La beauté du geste, éloge de Jacques Rivette.

L’expression « éloge funèbre » ne convient pas à Jacques Rivette. Eloge, peut-être, funèbre, non. Jacques était un rieur. Je me souviens voir son rire pour ainsi dire détaché de son visage, flottant, le rire du chat d’Alice, insituable. Ni mépris, ni supériorité, un étonnement, seulement, celui d’un enfant qui aimait filmer les femmes et qui n’avait pour cela besoin d’aucun laissez-passer de scénario. Peut-on même parler d’improvisation quand, toute fascination écartée, l’on s’aperçoit que Rivette filme à peu près toujours les mêmes situations, la seule même situation : celle de l’improbable rencontre de chacun (chacune) avec son autre ? Les chemins se croisent et les corps s’évitent, et voilà pourquoi ça dure, pourquoi ça n’a pas de fin.

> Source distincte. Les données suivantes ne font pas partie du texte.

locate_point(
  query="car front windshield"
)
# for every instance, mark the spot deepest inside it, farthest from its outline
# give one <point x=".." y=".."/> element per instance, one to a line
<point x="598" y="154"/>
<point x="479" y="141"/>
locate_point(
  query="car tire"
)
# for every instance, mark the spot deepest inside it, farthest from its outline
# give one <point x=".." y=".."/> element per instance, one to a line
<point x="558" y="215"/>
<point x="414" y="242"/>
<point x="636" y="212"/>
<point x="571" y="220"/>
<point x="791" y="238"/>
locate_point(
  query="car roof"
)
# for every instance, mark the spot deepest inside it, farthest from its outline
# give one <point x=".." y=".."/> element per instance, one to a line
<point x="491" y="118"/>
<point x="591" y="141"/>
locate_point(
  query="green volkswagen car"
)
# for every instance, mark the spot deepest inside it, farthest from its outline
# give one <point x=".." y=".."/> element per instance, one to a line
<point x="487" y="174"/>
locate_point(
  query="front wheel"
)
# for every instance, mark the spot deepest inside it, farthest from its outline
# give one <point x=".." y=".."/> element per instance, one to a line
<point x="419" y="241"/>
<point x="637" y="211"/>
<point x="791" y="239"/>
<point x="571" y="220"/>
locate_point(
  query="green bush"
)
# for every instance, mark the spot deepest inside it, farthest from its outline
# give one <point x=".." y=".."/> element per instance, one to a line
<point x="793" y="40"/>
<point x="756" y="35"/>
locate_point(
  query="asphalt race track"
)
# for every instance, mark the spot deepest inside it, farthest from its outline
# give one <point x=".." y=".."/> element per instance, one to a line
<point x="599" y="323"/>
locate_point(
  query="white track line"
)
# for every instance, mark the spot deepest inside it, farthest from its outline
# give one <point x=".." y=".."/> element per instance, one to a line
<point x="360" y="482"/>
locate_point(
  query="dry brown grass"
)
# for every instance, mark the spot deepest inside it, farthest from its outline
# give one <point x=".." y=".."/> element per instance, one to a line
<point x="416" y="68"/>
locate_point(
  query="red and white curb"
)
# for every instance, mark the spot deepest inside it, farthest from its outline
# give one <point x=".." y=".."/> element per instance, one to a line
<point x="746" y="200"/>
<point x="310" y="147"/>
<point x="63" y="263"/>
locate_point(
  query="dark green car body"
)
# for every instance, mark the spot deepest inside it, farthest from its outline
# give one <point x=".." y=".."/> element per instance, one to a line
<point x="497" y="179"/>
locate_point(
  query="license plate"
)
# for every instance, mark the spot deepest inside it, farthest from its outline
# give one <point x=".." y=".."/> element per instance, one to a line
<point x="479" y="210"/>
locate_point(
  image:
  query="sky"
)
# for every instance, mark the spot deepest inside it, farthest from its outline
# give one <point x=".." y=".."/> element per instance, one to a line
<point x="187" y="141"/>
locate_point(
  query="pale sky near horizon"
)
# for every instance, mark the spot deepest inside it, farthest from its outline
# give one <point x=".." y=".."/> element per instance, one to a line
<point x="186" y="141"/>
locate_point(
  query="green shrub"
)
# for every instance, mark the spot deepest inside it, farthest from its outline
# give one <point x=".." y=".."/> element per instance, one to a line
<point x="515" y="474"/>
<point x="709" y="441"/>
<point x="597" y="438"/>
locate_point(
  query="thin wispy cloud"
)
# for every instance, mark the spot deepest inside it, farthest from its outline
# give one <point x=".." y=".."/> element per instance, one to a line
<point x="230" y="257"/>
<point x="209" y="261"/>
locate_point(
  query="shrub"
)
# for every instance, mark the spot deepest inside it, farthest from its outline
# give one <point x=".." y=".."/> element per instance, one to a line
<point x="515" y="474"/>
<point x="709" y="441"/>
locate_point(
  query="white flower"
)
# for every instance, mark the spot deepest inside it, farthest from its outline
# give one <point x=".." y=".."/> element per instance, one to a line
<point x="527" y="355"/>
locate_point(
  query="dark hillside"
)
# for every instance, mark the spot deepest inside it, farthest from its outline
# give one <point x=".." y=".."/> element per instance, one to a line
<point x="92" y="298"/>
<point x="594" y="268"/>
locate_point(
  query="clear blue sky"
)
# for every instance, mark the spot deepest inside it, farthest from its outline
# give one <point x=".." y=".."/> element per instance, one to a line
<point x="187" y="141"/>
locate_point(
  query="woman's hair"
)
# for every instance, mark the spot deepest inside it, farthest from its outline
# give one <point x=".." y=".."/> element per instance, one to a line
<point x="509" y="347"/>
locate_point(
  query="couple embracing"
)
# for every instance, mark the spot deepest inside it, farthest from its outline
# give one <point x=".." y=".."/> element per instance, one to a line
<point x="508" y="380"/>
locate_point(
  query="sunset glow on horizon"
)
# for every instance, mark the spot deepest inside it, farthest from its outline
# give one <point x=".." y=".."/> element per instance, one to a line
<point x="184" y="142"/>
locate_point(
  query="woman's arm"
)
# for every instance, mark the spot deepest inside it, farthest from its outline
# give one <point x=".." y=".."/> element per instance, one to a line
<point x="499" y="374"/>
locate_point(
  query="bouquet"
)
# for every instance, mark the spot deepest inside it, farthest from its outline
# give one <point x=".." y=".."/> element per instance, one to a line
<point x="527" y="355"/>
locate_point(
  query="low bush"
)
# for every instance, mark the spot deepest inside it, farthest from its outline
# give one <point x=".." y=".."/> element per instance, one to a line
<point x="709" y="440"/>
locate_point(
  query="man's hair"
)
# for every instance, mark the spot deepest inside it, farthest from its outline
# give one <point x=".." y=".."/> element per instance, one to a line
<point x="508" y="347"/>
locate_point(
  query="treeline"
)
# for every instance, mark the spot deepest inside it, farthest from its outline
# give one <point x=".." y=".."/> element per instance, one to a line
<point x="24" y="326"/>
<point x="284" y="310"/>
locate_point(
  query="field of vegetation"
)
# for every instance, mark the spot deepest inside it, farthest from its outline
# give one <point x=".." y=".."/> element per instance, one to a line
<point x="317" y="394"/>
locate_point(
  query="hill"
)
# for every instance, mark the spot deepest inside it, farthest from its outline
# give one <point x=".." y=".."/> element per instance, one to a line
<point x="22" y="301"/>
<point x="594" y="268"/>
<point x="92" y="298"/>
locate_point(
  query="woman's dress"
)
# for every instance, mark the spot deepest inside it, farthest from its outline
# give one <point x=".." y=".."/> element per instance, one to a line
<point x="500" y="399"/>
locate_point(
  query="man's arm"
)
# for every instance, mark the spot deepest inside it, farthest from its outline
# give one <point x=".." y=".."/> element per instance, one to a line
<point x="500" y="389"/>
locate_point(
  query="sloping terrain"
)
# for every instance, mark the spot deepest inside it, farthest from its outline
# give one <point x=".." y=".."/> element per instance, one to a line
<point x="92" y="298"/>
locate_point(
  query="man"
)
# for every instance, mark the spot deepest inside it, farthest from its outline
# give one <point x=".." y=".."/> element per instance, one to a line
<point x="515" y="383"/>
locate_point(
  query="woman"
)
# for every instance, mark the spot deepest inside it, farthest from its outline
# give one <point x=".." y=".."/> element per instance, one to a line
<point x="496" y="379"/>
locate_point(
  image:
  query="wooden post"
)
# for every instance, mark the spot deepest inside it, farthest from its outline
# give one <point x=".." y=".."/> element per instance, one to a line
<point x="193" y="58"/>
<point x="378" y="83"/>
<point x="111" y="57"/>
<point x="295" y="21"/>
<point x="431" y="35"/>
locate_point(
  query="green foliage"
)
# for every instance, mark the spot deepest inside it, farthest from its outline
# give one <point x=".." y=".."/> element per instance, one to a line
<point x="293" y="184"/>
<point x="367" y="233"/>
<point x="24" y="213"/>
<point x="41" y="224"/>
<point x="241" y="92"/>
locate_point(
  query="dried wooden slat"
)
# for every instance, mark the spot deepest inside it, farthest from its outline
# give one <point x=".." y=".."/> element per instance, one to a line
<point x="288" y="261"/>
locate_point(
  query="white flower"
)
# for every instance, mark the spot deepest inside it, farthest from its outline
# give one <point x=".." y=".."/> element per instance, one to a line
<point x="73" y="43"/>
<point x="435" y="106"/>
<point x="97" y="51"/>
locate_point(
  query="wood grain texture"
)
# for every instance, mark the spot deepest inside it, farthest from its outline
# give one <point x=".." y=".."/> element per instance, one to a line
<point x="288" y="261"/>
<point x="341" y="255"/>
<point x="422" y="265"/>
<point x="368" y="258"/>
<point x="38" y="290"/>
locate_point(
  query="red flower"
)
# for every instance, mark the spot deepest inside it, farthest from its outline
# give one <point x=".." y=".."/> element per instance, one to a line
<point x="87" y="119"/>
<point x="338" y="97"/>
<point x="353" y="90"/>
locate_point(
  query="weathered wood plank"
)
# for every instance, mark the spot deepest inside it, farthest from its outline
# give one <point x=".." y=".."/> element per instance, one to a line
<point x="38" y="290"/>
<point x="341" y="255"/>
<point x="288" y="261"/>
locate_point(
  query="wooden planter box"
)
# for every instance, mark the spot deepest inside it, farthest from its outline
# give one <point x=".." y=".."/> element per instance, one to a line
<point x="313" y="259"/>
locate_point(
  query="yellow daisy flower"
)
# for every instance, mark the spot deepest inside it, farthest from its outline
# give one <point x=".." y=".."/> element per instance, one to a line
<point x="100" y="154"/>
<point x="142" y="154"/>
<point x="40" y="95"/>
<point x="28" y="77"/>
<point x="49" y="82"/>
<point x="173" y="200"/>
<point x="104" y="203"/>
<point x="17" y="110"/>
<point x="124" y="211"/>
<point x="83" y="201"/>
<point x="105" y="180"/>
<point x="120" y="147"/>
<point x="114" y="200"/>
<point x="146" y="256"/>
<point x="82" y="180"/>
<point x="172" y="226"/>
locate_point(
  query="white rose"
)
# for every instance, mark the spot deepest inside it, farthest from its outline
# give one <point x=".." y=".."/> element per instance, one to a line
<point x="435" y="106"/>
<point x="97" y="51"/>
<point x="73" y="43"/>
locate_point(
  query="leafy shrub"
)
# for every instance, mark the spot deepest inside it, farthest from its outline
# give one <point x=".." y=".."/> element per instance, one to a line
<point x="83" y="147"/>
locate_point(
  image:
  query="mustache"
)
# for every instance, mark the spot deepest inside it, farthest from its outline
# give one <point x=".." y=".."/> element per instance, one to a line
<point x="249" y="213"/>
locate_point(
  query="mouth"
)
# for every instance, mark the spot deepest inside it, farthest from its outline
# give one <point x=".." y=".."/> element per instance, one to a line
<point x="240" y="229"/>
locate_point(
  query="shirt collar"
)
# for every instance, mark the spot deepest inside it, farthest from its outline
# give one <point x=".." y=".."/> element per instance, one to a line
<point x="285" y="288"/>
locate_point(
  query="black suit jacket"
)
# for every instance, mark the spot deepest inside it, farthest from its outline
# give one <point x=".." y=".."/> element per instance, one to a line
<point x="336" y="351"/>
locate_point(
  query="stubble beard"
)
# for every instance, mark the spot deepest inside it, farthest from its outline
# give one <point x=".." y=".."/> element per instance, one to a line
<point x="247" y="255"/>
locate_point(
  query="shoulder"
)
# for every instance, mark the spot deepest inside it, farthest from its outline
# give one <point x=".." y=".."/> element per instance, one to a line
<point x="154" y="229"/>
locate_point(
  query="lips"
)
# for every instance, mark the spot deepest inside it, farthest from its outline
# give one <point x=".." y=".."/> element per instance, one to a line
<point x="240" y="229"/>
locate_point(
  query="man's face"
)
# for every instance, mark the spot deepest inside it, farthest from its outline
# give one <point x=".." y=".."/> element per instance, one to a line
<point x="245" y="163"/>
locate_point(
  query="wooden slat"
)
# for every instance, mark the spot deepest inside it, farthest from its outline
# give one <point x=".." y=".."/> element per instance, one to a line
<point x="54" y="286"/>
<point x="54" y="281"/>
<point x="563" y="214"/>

Tout est aimanté, chez Rivette, les corps, les paroles, les gestes, les nuages, tout s’attire sans s’atteindre. Peut-être le cinéaste comptait-il sur la beauté contrariée de ses personnages féminins, portés par des comédiennes aussi géniales que Bulle Ogier ou Juliet Berto, Jane Birkin ou Sandrine Bonnaire, pour parvenir à des intensités de pur cinéma, au-delà de l’intrigue, au-delà du récit, au-delà de la pertinence, au-delà même de l’invocation rituelle à la cohérence, à la justification, à la logique, à la nécessité, qui sont l’ordinaire de notre temps, et qu’un seul plan-séquence de quinze minutes avait le pouvoir de dissoudre jusqu’à la sortie du cinéma. Jacques Rivette m’aura appris à aimer le presque-rien du temps qui passe en devenant, sur un écran, presque tout. Autrement dit, laisser libre la fiction de devenir documentaire.

Jean-Louis Comolli, 29 janvier 2016.